Abstract When we started Odd Networks we knew we had a blank slate to build our platform. Given that our platform was going to eventually support a lot of traffic and clients we knew we had to make sure it was able to scale accordingly and more importantly, easily, given our lean team. We started investigating the idea of microservices which would allows us to build and deploy smaller bits of our platform independently of each other. This seems like a monumental task because it meant building a "distributed system" with "eventual consistency". We learned a lot about this pattern from http://martinfowler.com/microservices/. Both terms just sound scary for a small team to take on. However, we found SenecaJS.org and with their approach to microservices and using pattern matching of plain JSON we felt like we had a great project to get us started.
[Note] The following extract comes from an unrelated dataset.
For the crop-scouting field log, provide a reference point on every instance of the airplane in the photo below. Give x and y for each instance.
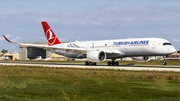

Once we started digging into it we saw how easy it was to create these small laser focused services that we could have talk to each other with JSON. It was trivial to spin up a new service, deploy it connected to the same message bus as all the other services and have it join the conversation with each other. If one of those services was getting overwhelmed, not a problem, we would deploy a copy of that to the same network. Even choosing the common transport layer was trivial. SenecaJS abstracts that all and lets you choose whatever you want be it Amazon SQS, ZeroMQ, TCP, HTTP, or a mesh network.
Pattern matching has become such a nice piece of the platform as well. Being able to just send a message that is just JSON means in the future any of our services can change to Elixir, Go, you name it. As long as it can pattern match JSON it will seamlessly integrate. Pattern matching also gives us events as well. If Service A tells Service B to do something we send a message to indicate that. Transparently though, Service C can be listening to the same pattern and also do a job based on the message. Service A doesn't even need to know Service C exists. Once Service A joins the network it can automatically start sending messages to Service C without knowing its address.
Before using SenecaJS I was always put off trying to build a distributed system. It sounded too complex and overkill for any product I could think of. However, from all that I have learned it is not as complex as it seemed. It introduces some new challenges, but for us the pros outweighed the cons and has proven to be vital in the success of our product.
You can actually see the result of our platform powering a 24/7 poker network on all devices on the market https://www.pokercentral.com/find-us
Takeaway Understanding the power of smaller more focused services that can speak JSON really opens up the idea for choosing any tech that is right for the job.
Prerequisites Understanding of Node.js and communication protocols like TCP, HTTP, and message queues.